Genuine lol @ banning ORD PJs. The bulk of that traffic is PWK based and MDW receives its fair share as well. ORD private aviation is a drop in the bucket and the type of thing you’d only do to make it look like you’re inconveniencing private aviation without actually doing so.
OK, there are areas that still have funding during shutdowns. How about we add ATC, SNAP, and TSA to the list while this is fresh on our mind? Spoiler alert, too many Ds and Rs want this pain so the minority party can make demands.
@This comes to mind — I’m in favor of what you suggested. Pay for essential ATC, SNAP, TSA, CBP (they process entry to the country, after all), and the active military service members.
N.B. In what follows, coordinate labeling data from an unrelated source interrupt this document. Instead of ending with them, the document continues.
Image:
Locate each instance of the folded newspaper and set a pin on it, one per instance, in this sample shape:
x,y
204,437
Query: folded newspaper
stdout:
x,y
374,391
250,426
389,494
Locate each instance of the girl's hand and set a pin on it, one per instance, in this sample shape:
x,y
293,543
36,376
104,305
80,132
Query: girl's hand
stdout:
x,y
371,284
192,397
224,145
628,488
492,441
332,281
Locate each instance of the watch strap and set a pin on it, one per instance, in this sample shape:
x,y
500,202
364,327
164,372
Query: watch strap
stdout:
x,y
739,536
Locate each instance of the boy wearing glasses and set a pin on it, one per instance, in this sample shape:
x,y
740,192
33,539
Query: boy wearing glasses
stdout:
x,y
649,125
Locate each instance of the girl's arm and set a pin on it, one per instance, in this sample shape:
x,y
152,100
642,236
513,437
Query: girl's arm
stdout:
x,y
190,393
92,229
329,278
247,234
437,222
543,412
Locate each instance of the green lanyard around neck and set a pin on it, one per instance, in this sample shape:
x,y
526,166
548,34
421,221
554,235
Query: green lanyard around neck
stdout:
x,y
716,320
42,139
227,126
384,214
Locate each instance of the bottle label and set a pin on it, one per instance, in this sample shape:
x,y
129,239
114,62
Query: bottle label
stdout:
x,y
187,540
I say, get all the representatives, Ds and Rs, House and Senate, in a room until they compromise. That’s what the founders practically intended. If they’d done that, I think we’d’ve gotten those healthcare subsidies back, honestly. That plan was an ‘out’ for Republicans anyway; they know their BBB screwed over a lot of their own constituents and it could’ve helped them to save face. Now, they’ll have to own it. Folks are not gonna be happy when they can’t afford anything anymore. The myth of Republicans being good for the economy is finally being called out.
Interesting to see cabinet-level officials making pathetic attacks on people. Remember when this happened with past presidents? Me neither.
Air Traffic Control is not funded by taxpayers; it does not come out of the general Treasury funds like other agencies. It is paid for by the aircraft owner, by special aviation taxes on the fuel and on passenger tickets. The shortage of Air Traffic Controllers has practically nothing to do with the budget.